狼のいる森の中に羊一頭放し飼いするようなモンだろうが」
俺は銃を下ろす。
振り向いて、店のドアに手をかける。
「安心しろ。
絶対お前の強くなった姿見るまで、死なねぇから」
「…分かり、ました…」
俺はその声を聞いて、少し安心し。
カランカランという耳に気持ちいい音と共に夜の世界へと再び身を染める。
ディプレスは特に急いだ様子も無く、周りをキョロキョロしていた。
俺は放置安定なうだった光竜を右手に収束し、声をかける。
「悪いな、待たせた」
「…遅いぜェ。

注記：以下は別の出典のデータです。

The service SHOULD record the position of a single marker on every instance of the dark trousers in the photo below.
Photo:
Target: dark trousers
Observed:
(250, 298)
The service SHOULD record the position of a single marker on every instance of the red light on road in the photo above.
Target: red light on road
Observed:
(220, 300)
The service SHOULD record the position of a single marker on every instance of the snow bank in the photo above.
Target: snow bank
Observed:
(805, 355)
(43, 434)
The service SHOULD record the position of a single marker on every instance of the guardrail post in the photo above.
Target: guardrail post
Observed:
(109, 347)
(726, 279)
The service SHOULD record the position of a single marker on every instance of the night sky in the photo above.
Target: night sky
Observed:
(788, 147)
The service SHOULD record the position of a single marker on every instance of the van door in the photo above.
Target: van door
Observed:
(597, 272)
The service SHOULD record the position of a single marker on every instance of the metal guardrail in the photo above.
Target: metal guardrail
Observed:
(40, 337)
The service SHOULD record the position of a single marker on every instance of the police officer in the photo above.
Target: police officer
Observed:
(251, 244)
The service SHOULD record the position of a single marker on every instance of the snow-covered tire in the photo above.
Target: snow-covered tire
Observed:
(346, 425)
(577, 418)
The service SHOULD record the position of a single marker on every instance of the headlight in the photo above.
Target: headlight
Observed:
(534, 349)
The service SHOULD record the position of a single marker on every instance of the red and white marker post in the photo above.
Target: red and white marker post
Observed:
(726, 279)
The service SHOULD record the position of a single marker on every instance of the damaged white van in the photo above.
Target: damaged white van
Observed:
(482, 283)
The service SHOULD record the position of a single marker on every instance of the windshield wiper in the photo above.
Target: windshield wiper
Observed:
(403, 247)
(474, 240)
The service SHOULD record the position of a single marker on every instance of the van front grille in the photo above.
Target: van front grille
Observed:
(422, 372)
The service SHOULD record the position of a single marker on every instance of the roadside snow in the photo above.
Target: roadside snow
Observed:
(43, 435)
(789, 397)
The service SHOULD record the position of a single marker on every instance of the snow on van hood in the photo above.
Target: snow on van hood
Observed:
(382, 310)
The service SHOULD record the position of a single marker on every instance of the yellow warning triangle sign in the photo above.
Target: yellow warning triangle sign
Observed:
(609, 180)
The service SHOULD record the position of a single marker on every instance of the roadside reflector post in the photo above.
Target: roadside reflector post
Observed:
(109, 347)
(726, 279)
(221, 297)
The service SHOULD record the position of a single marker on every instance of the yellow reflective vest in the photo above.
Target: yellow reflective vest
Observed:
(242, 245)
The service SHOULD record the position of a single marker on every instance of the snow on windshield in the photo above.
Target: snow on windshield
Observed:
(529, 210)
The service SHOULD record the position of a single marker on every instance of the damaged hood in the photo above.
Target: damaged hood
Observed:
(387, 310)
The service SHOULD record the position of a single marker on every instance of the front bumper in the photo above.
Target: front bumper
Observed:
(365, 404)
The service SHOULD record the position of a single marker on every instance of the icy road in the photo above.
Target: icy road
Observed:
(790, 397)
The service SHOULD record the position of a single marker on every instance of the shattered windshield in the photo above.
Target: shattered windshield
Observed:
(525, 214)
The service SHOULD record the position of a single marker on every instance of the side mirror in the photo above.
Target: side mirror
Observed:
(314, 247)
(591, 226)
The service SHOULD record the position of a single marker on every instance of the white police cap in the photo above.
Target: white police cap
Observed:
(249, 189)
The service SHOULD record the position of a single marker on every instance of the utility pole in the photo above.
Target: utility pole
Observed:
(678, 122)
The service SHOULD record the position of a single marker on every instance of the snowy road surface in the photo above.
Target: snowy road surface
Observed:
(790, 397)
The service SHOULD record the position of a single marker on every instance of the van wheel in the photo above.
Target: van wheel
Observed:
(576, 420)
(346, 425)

フラれちまったかと思ったじゃねェか。
…で、何でそんな格好してんだァ?」
甲冑の少年は俺の装備に疑問を持ったらしい。
そうだな、国の英雄とまで言われる人間がこんな凡庸な装備をしているのは異常に見えるか。
「悪いな、もう手加減できねぇ」
「…騙されると思ってんのかァ?」
…気づいてんのか。
まぁ、こんだけ息も荒くて肩も上下させているんだ。
気付かない方がおかしい。
「…大丈夫だ、退屈させるつもりはないぜ?」
「頼むぜェ? 必死こいて走んなきゃ…
死ぬぞォ?」
相手の翅が大きく風をきる。
お互いの距離が縮む。
…魔力の消費は最低限に、だな。
作戦としては両手のマシンガンで隙を作り、そこに至近距離で魔法を叩き込む。
それしか、ない。
銃を構える。
緊張感で体が上手く動かない中、
俺は引き金を、引き始める。
@~@~@~@~@~
「どうしよう…兄貴…」
一方で、ガンショップに身を潜めたベルダ・ギルは困惑する。
遠くで見えるのは氷と弾丸が交差する様子。
そして片方は息を切らし、肩を上下させている。
誰がどう見たって、どちらが優勢か分かる。
「また…ですね…」
ベルダは落胆する。
俺はまた、大事な人の為に何も出来ないんだ、と。
…違う。
そうじゃ、ない。
自分は全力で動ける。
武術は頭では理解できている。
魔法は使った事は無いが、知識は心得ている。
兄貴の役に、立てるんだ。
「兄貴、ごめんなさい…」
屈み込んで靴紐を結びなおす。
そして手を取ってくれたアルファゼルの思いやりを、
裏切る。
「俺も、戦わせて下さい」
結構チートだけど状況で左右されるアル君。
因みに召喚獣は一度召喚してしまえば、存在維持に魔力の供給はいりません。
だけど大小の変化や強化には魔力が必要になります。
この世界では威力は高いし凡庸性もあるけどものっそいめんどくさい魔法として認定されてます。
そしてそれを難なく使うアル君。
常人なら一回召喚するだけで魔力がほぼ全てなくなる召喚魔法なんですけど…。